Prove subspace in $L^1(\mathbb{R})$ equal to $L^1(\mathbb{R})$

Question

Let $f(x)=\frac{1}{1+x^2}$ . Then linear closed subspace $V \subset L^1(\mathbb{R})$ including $\{f\}$ is $L^1(\mathbb{R})$.

I want to prove $C_0(\mathbb{R})\subset V$ because $C_0(\mathbb{R})$ is dense in $L^1(\mathbb{R})$.But I have no idea.

Answer 1

It suffices to prove that if $g$ is a square integrable function such that for all $t\in\mathbb R$, $\langle f_t,g\rangle=0$, then $g\equiv 0 $. Indeed, in this case, for all $f\in V $, $\langle f,g\rangle=0$ hence the orthogonal of $V$ would be reduced to the null function.

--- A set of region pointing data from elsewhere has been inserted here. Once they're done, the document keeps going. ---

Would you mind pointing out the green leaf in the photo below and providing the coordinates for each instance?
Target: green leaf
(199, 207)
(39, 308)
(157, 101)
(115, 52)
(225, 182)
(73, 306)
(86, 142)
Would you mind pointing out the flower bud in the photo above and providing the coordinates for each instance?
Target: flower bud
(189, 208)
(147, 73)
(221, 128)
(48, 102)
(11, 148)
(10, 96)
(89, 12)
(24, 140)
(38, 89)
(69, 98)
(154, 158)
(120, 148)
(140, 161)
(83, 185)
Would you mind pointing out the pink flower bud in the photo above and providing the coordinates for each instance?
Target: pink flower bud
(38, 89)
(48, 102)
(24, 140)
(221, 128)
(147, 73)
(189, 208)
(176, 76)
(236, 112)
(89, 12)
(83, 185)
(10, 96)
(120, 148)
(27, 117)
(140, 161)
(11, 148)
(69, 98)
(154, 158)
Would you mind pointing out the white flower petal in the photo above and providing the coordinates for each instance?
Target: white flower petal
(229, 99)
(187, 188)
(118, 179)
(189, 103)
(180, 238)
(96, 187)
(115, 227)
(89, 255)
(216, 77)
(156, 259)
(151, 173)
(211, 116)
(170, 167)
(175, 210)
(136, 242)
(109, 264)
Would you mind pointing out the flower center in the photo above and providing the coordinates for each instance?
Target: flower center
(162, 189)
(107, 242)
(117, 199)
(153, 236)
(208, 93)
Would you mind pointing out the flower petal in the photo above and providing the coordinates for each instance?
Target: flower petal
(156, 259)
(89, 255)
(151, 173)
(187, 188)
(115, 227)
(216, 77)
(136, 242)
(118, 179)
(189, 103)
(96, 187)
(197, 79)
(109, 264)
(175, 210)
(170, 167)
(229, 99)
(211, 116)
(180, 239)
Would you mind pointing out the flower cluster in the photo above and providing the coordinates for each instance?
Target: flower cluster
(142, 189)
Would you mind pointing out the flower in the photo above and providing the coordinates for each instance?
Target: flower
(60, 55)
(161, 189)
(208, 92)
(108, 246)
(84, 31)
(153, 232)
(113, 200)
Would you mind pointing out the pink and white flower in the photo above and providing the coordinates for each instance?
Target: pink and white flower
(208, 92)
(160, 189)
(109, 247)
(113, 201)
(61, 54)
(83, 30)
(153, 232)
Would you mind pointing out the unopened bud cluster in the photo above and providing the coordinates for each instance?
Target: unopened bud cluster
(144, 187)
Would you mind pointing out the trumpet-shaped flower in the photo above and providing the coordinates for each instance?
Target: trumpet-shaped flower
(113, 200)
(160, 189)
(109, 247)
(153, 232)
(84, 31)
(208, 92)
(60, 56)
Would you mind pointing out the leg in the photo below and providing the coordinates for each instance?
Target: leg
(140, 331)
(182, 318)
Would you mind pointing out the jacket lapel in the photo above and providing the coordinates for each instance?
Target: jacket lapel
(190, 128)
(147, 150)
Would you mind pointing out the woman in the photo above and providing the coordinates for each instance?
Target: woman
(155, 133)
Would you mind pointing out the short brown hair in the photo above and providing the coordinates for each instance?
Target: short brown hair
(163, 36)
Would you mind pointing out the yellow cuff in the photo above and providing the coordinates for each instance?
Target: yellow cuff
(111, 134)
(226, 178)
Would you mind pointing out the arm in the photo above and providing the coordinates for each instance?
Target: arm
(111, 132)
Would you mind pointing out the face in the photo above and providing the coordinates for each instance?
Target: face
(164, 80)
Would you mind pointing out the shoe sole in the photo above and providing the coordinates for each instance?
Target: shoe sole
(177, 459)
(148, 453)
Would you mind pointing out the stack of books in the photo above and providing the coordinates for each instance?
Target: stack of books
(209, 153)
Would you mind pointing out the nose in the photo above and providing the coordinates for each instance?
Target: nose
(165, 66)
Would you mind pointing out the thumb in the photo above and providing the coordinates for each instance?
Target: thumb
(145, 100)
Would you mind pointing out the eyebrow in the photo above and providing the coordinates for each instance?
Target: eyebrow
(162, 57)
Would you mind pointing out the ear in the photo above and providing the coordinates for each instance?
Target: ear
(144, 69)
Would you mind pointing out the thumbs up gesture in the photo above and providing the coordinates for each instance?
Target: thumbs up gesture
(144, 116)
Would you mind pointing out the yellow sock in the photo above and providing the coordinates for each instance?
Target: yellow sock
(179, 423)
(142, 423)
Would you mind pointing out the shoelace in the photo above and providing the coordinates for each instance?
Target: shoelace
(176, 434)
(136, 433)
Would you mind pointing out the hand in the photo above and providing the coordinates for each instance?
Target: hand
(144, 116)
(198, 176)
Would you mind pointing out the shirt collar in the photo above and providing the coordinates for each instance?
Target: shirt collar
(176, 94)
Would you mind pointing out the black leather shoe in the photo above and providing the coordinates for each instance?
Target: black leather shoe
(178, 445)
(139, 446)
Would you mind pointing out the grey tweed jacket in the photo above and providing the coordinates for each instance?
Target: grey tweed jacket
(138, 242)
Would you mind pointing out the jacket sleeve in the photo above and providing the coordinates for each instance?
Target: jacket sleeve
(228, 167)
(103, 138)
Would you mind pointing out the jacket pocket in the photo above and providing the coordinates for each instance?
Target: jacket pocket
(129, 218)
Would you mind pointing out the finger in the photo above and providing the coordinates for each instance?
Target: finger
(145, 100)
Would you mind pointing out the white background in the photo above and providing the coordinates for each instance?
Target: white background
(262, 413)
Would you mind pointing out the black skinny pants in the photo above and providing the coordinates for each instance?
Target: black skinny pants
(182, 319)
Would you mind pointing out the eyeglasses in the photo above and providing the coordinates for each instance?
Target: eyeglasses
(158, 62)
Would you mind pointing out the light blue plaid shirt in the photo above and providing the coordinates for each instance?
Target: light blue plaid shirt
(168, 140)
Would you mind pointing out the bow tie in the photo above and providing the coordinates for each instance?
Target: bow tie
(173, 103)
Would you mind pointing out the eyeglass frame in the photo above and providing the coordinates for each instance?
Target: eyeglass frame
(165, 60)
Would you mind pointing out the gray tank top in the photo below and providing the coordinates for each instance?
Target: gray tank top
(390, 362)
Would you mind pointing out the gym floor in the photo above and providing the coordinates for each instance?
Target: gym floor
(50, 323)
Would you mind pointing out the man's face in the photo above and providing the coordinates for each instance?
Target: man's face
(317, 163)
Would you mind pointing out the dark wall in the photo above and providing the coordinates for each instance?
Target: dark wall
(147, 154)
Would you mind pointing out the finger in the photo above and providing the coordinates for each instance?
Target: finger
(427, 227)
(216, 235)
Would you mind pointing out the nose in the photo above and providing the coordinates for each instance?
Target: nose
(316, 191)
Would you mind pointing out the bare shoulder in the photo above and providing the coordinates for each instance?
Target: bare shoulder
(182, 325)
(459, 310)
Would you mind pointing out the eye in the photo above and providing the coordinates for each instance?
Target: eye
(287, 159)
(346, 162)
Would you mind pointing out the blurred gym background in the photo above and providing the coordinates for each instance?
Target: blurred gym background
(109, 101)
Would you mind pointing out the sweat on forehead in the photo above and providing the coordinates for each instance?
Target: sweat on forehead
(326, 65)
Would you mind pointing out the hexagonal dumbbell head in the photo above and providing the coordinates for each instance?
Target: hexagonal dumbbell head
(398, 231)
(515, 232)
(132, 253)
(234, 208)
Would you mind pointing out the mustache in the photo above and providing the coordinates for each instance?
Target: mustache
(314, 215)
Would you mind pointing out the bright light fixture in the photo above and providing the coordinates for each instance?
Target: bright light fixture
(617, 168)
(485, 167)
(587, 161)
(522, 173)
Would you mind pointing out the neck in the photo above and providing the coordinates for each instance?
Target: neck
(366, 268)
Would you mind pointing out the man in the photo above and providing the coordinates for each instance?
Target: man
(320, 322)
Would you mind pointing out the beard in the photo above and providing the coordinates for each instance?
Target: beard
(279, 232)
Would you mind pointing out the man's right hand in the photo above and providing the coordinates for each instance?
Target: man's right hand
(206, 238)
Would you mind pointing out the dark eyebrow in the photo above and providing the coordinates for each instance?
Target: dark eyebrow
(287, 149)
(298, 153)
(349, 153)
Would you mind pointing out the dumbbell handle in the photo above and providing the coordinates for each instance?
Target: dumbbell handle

So let $g$ be square integrable function such that for all $t\in\mathbb R$, $\langle f_t,g\rangle=0$. Rewriting this in terms of convolution product, we have that $h_0\star g=0$, where $h_0\colon x\mapsto 1/(1+x^2)$. Taking the Fourier transform, we get that the Fourier transform of $g$ vanishes identically, hence so does $g$.